Note
This page was generated from totalVI.ipynb. Interactive online version: . Some tutorial content may look better in light mode.
CITE-seq analysis with totalVI#
With totalVI, we can produce a joint latent representation of cells, denoised data for both protein and RNA, integrate datasets, and compute differential expression of RNA and protein. Here we demonstrate this functionality with an integrated analysis of PBMC10k and PBMC5k, datasets of peripheral blood mononuclear cells publicly available from 10X Genomics subset to the 14 shared proteins between them. The same pipeline would generally be used to analyze a single CITE-seq dataset.
If you use totalVI, please consider citing:
Gayoso, A., Steier, Z., Lopez, R., Regier, J., Nazor, K. L., Streets, A., & Yosef, N. (2021). Joint probabilistic modeling of single-cell multi-omic data with totalVI. Nature Methods, 18(3), 272-282.
[1]:
!pip install --quiet scvi-colab
from scvi_colab import install
install()
Imports and data loading#
[2]:
import pandas as pd
import numpy as np
import matplotlib.pyplot as plt
import scvi
import scanpy as sc
sc.set_figure_params(figsize=(4, 4))
%config InlineBackend.print_figure_kwargs={'facecolor' : "w"}
%config InlineBackend.figure_format='retina'
Global seed set to 0
OMP: Info #276: omp_set_nested routine deprecated, please use omp_set_max_active_levels instead.
This dataset was filtered as described in the totalVI manuscript (low quality cells, doublets, lowly expressed genes, etc.)
[3]:
adata = scvi.data.pbmcs_10x_cite_seq()
adata.layers["counts"] = adata.X.copy()
sc.pp.normalize_total(adata, target_sum=1e4)
sc.pp.log1p(adata)
adata.raw = adata
INFO File data/pbmc_10k_protein_v3.h5ad already downloaded
INFO File data/pbmc_5k_protein_v3.h5ad already downloaded
Observation names are not unique. To make them unique, call `.obs_names_make_unique`.
[4]:
sc.pp.highly_variable_genes(
adata,
n_top_genes=4000,
flavor="seurat_v3",
batch_key="batch",
subset=True,
layer="counts"
)
Observation names are not unique.
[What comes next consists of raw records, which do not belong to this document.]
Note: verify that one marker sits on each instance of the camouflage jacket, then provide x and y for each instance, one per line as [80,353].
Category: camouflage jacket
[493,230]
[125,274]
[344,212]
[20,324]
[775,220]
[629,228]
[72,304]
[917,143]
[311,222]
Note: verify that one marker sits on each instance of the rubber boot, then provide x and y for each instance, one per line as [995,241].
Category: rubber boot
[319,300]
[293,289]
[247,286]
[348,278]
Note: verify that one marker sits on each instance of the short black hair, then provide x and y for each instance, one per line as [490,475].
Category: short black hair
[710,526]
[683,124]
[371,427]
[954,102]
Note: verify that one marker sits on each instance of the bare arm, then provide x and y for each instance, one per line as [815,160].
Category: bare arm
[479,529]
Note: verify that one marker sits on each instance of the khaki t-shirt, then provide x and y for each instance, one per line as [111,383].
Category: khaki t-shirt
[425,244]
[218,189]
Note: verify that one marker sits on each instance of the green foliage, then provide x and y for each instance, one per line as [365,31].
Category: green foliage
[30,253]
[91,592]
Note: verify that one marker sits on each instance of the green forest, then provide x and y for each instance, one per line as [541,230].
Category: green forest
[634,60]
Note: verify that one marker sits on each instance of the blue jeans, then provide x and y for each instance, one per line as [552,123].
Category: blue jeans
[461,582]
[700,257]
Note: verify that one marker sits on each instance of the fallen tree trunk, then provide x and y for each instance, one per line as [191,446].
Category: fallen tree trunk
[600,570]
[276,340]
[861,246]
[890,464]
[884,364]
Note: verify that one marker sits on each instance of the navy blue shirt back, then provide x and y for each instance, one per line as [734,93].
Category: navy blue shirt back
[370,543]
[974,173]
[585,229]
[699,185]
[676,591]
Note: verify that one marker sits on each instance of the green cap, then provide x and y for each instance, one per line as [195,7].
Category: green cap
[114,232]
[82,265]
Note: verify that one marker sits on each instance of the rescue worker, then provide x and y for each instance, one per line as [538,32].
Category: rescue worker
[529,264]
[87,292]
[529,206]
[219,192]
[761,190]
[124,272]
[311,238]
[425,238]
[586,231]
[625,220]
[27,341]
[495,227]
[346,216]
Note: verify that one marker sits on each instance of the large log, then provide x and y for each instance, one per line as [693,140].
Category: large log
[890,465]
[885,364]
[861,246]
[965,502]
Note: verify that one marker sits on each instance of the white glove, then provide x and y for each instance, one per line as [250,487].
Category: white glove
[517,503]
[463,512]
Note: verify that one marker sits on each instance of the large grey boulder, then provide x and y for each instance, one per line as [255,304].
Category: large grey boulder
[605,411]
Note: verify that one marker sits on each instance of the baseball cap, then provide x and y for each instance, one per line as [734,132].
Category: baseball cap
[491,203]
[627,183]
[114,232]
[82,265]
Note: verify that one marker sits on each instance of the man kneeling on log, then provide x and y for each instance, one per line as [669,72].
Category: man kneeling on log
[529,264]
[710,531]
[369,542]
To make them unique, call `.obs_names_make_unique`.
Observation names are not unique. To make them unique, call `.obs_names_make_unique`.
[7]:
scvi.model.TOTALVI.setup_anndata(
adata,
protein_expression_obsm_key="protein_expression",
layer="counts",
batch_key="batch"
)
INFO Using column names from columns of adata.obsm['protein_expression']
Prepare and run model#
[8]:
vae = scvi.model.TOTALVI(adata, latent_distribution="normal")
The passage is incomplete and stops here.